When Boko Haram kidnapped a group of school girls last spring, Winchester said, dating profile fakers would claim to be there abroad as part of a US special forces mission.
In reality, they were Nigerian con artists, hoping to be sent money to pay for a flight they would never take.“The sad reality is that the most effective scammers will tend to be the human beings who build trusting relationships over a long period of time with their targets,” says Winchester.
Suddenly I had to stop doing new features and trying to acquire new users,” in order to keep up with squashing scammers.
There was no dedicated screening service at that time, Winchester says.

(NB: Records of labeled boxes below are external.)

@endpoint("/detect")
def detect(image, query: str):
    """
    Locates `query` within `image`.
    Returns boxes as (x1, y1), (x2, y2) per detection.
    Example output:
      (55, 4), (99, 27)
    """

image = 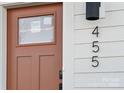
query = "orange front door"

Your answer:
(7, 3), (62, 90)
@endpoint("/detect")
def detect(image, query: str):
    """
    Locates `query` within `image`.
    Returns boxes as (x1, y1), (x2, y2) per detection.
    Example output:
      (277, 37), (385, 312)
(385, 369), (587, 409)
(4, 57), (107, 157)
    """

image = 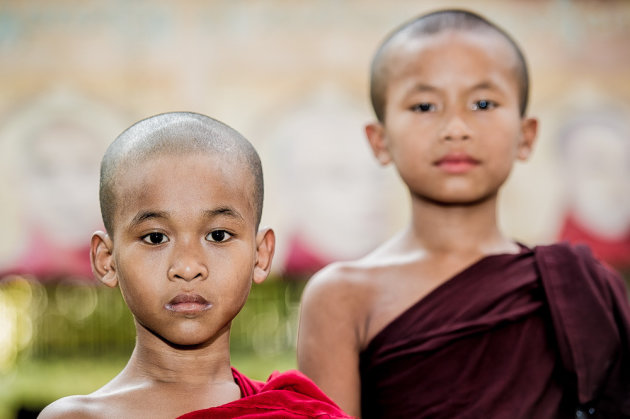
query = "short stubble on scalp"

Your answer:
(370, 9), (529, 122)
(99, 112), (264, 236)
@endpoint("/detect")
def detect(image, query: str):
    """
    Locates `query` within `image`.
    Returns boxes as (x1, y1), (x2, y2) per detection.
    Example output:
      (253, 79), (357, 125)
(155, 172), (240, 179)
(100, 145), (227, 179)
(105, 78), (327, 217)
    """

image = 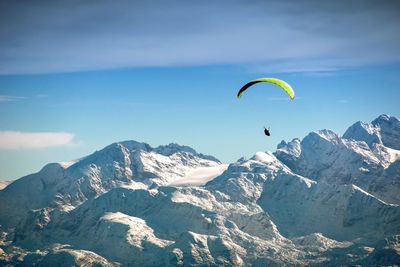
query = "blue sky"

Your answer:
(0, 1), (400, 179)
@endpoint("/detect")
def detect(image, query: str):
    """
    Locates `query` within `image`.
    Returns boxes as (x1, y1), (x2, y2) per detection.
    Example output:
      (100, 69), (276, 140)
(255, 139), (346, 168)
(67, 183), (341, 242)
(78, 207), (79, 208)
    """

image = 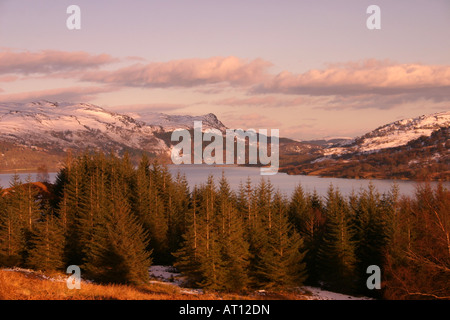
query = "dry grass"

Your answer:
(0, 270), (310, 300)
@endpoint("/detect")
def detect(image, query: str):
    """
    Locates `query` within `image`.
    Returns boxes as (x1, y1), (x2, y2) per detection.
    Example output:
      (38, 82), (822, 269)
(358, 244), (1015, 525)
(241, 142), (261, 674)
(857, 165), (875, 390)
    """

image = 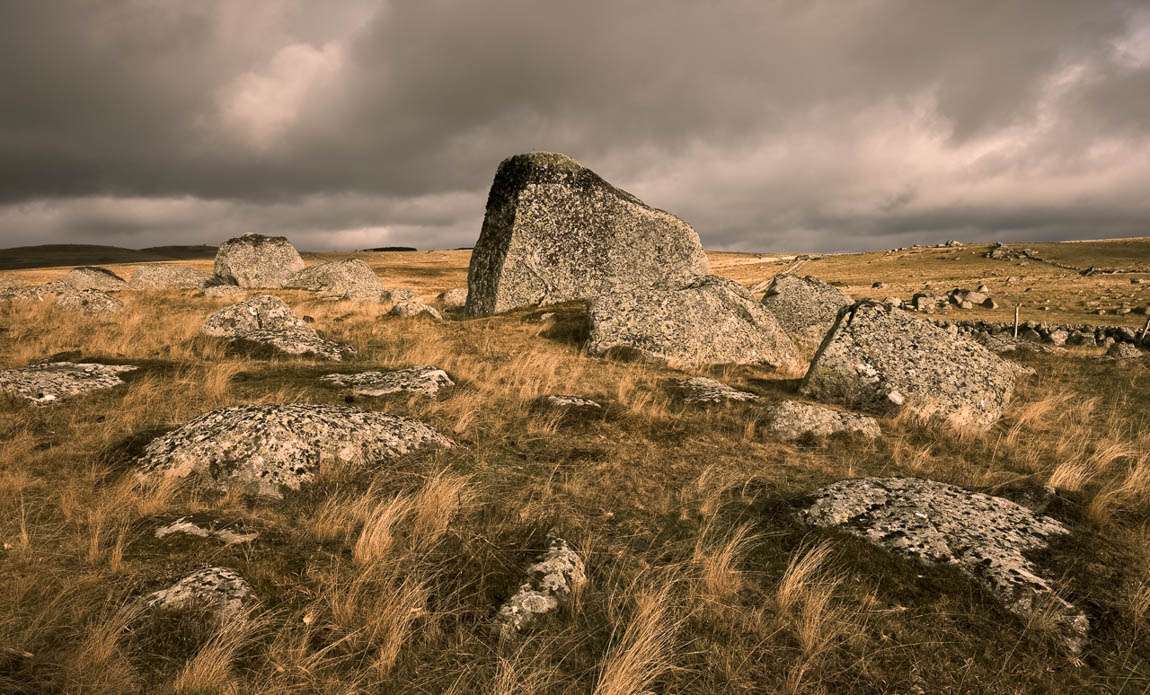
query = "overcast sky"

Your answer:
(0, 0), (1150, 251)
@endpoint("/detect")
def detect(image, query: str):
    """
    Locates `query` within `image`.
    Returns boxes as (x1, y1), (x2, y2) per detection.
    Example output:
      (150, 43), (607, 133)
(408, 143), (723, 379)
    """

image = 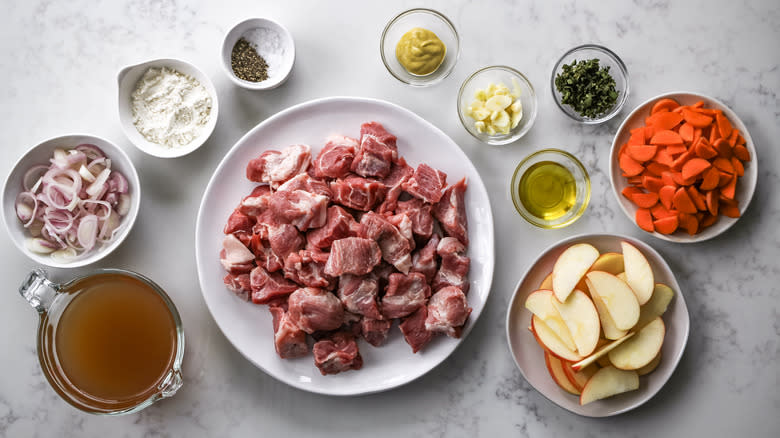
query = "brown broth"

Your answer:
(44, 273), (177, 410)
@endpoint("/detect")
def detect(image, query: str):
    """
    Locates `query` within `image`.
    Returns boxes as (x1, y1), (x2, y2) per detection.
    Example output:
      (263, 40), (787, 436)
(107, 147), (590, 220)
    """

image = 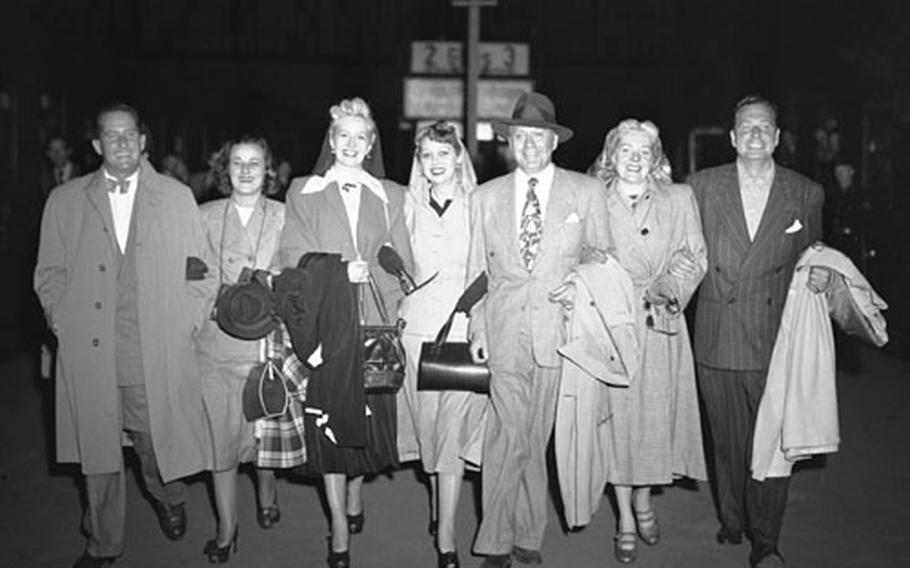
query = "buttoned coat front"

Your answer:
(468, 168), (610, 370)
(35, 160), (214, 482)
(688, 163), (824, 370)
(604, 182), (707, 485)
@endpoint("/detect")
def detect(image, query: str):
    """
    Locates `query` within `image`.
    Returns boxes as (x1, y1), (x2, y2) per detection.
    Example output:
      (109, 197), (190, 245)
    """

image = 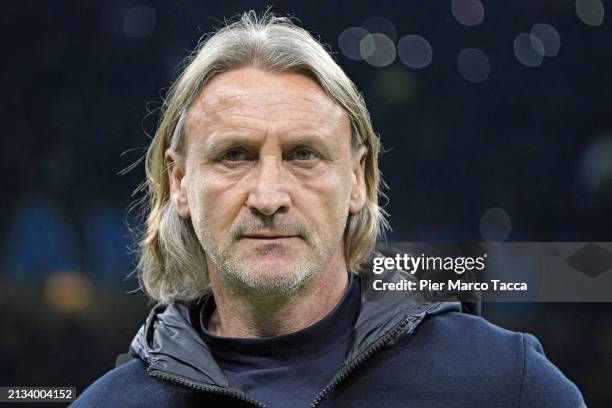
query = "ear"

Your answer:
(164, 149), (191, 218)
(349, 145), (368, 214)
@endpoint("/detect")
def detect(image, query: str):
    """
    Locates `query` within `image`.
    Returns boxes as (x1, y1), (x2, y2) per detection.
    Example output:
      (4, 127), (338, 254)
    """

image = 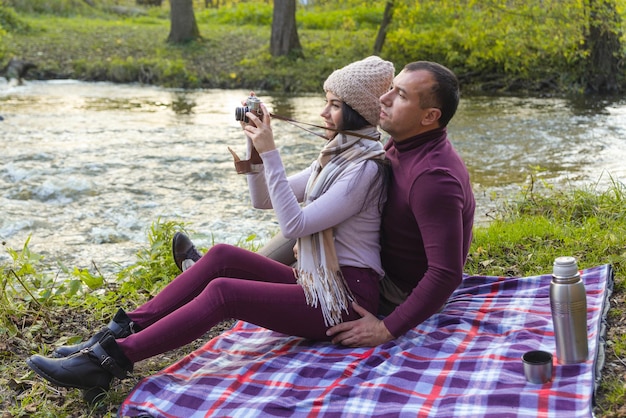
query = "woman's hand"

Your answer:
(243, 103), (276, 154)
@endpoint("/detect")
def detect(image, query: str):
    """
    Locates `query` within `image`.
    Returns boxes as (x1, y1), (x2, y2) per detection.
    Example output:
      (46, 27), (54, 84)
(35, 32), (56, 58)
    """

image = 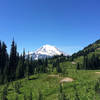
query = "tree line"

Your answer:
(0, 40), (66, 84)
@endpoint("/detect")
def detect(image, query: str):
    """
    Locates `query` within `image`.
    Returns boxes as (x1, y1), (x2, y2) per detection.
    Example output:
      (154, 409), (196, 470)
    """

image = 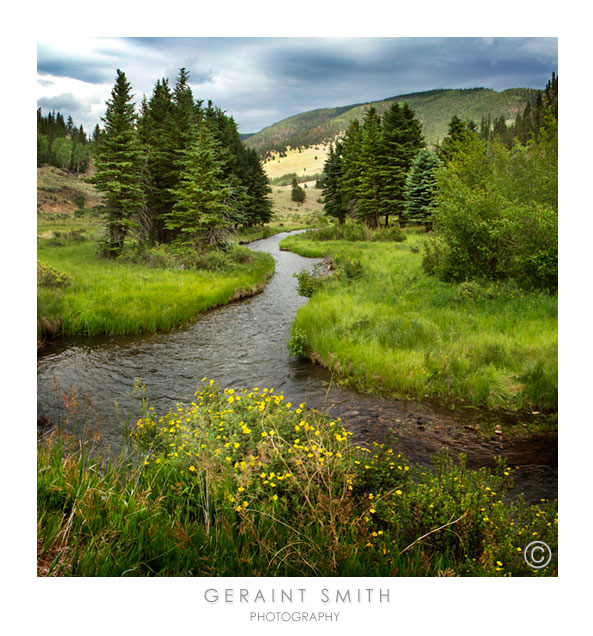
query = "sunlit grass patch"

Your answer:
(281, 233), (558, 410)
(37, 242), (274, 335)
(38, 378), (557, 576)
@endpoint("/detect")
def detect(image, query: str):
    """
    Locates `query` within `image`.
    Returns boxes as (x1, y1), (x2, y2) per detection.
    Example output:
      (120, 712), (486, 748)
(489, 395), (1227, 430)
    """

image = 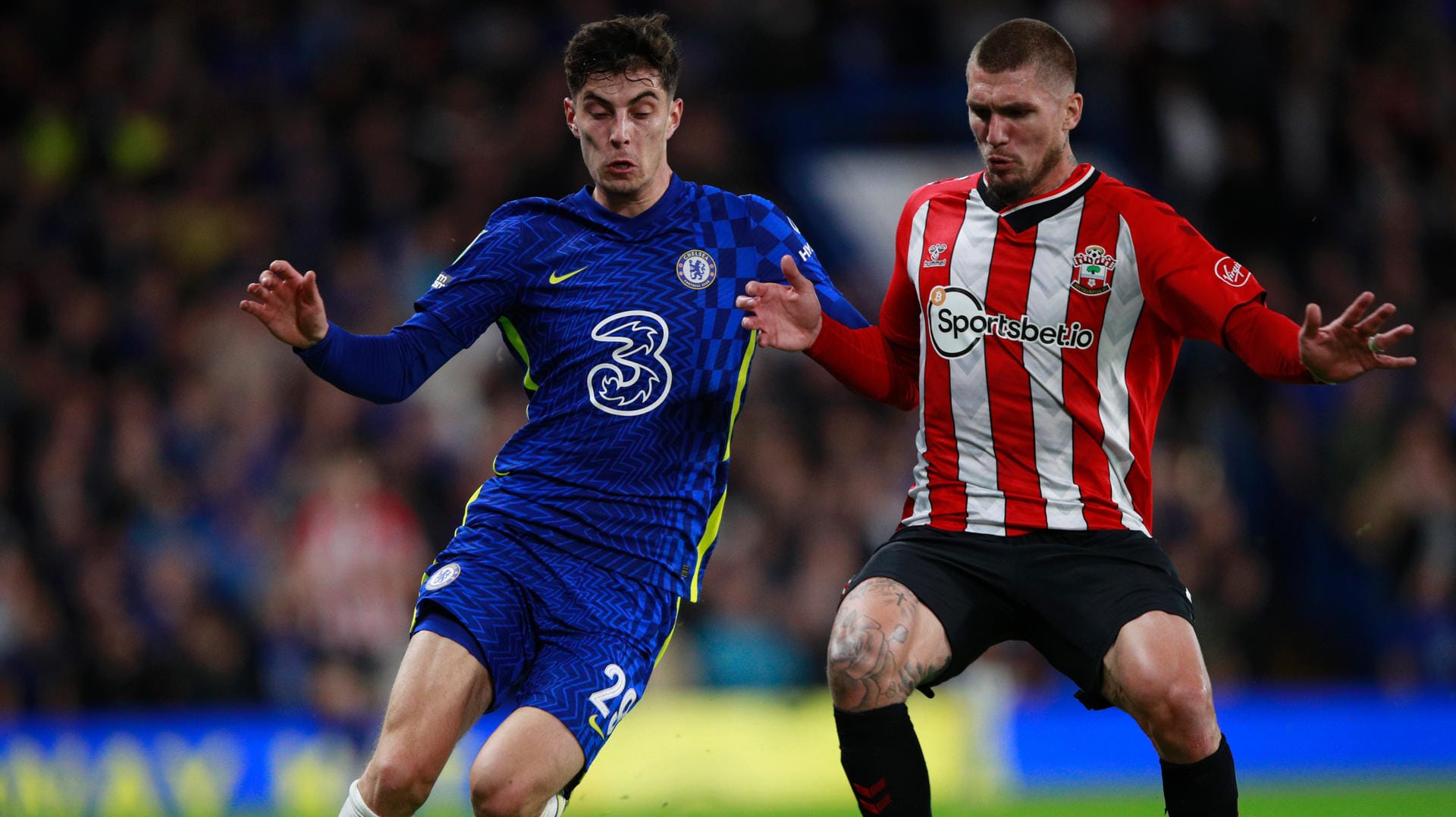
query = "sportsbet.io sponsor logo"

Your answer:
(926, 287), (1095, 357)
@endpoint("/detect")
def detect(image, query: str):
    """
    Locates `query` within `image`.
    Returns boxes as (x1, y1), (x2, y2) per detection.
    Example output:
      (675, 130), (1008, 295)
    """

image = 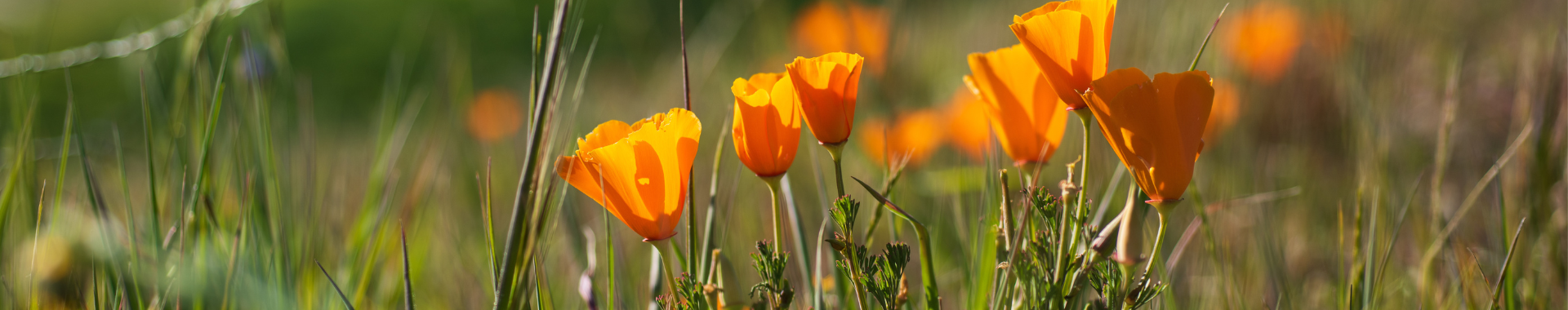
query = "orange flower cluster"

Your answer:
(861, 109), (947, 165)
(791, 0), (891, 75)
(1226, 2), (1303, 82)
(964, 0), (1216, 202)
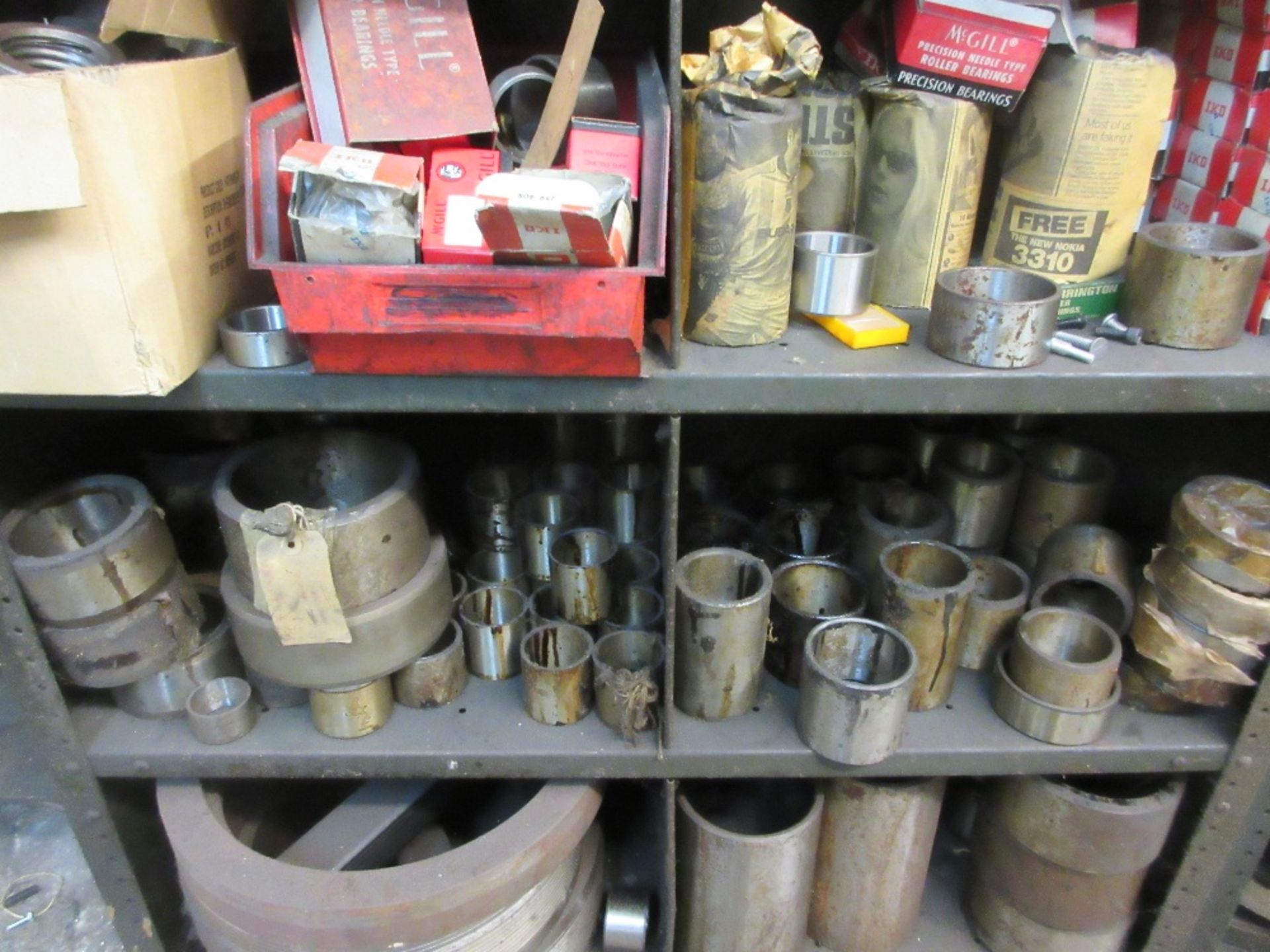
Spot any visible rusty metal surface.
[521,623,595,725]
[1030,523,1133,635]
[765,559,868,684]
[868,542,974,711]
[1006,442,1115,571]
[1009,608,1121,708]
[808,778,945,952]
[673,548,772,721]
[675,781,824,952]
[1120,222,1270,350]
[960,556,1031,672]
[392,621,468,707]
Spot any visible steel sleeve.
[798,618,917,766]
[808,777,945,952]
[212,430,431,611]
[221,536,451,688]
[0,476,178,627]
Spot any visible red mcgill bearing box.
[889,0,1054,109]
[1151,179,1222,222]
[1165,126,1234,193]
[1181,18,1270,89]
[421,149,500,264]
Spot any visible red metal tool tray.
[246,54,671,377]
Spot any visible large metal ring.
[221,536,451,688]
[212,430,429,610]
[0,476,177,626]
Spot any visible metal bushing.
[986,775,1186,875]
[551,528,617,625]
[929,438,1024,555]
[1007,443,1115,571]
[595,463,661,546]
[599,585,665,635]
[40,565,203,688]
[808,777,945,949]
[458,585,531,680]
[798,618,917,766]
[157,781,601,952]
[515,490,581,581]
[675,548,772,721]
[966,873,1133,952]
[754,502,851,569]
[113,585,244,719]
[926,266,1058,368]
[592,631,665,738]
[1168,476,1270,595]
[1030,526,1133,635]
[309,678,392,740]
[765,559,868,684]
[851,483,952,579]
[961,556,1030,672]
[185,678,261,744]
[675,781,824,952]
[221,536,452,688]
[1147,546,1270,643]
[1009,608,1120,708]
[392,622,468,707]
[992,647,1120,746]
[868,542,974,711]
[212,430,431,612]
[0,476,178,627]
[521,623,595,725]
[1120,222,1270,350]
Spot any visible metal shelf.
[71,672,1230,778]
[7,315,1270,414]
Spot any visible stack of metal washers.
[157,781,605,952]
[966,777,1183,952]
[1122,476,1270,712]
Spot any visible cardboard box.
[0,0,247,395]
[278,141,423,264]
[476,169,631,268]
[888,0,1054,109]
[421,149,492,264]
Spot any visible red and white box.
[1183,19,1270,89]
[888,0,1054,109]
[1151,179,1222,222]
[564,116,642,202]
[476,169,631,268]
[1165,126,1236,194]
[419,149,500,264]
[1200,0,1270,33]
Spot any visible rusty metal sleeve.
[798,618,917,766]
[212,430,432,611]
[675,781,824,952]
[1006,442,1115,571]
[870,542,974,711]
[961,556,1030,672]
[521,623,595,725]
[929,438,1023,555]
[675,548,772,721]
[392,622,468,707]
[808,777,945,952]
[1031,524,1133,635]
[765,559,868,684]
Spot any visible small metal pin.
[1045,338,1095,363]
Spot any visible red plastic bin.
[246,54,671,377]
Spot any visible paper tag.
[255,528,353,645]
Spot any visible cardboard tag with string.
[255,502,353,646]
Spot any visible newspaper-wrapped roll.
[798,72,868,231]
[856,84,991,307]
[983,40,1173,282]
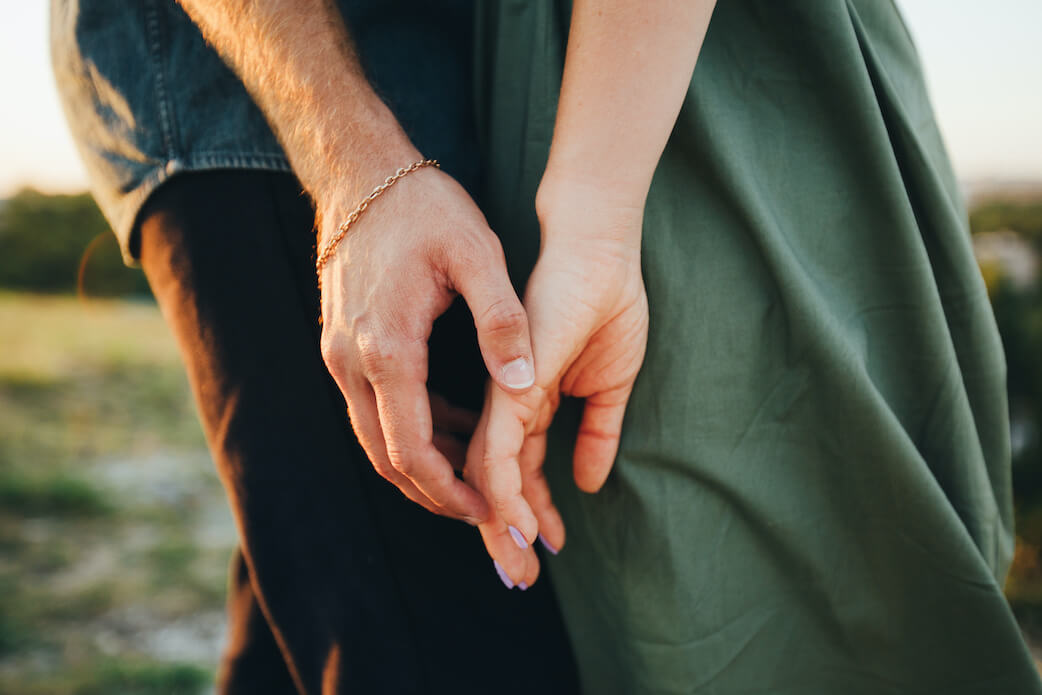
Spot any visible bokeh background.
[0,0,1042,695]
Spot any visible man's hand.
[319,168,535,524]
[464,184,648,588]
[178,0,532,522]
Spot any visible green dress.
[476,0,1042,695]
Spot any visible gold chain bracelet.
[315,159,441,287]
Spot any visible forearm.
[178,0,420,228]
[537,0,716,222]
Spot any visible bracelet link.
[315,159,441,290]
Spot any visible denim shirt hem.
[109,152,293,267]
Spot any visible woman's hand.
[464,185,648,589]
[319,165,534,524]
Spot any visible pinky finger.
[574,384,632,493]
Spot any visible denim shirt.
[51,0,478,264]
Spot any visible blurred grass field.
[0,191,1042,695]
[0,293,234,695]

Well, he did along with an acquaintance, Nick Tsinonis, who already had expertise using machine learning to help match dating site users based not on their expressed preference, but on behavior.If one bot network pushes out the same garbled phrase to millions of profiles, it can quickly skew the pick-up line popularity contest.These bots aren’t necessarily looking for love, or even for a direct cash transfer; they’re often simply trying to convince their marks to install something, like an app, in a case of direct marketing gone gross.“In some ways the target isn’t really the victim of anything other than having their time wasted, and installing a game that they don’t necessarily want,” says Winchester of these bot-based shakedowns.The result, Scamalytics, is a company that’s able not only to identify a number of key profile traits—in the “low hundreds,” says Winchester—but to measure how they play against one another for a more complete picture of who’s real and who’s swindling.“Features that in isolation may not give you too much information, in combination become much more powerful,” says Winchester.“We then take the learnings from that academic exercise, and try to scale them up into a production environment that works at enormous speed.”Some of those indicators are proprietary, but a few are fairly obvious.Fake photos are usually a giveaway; when in doubt, do a reverse Google image search.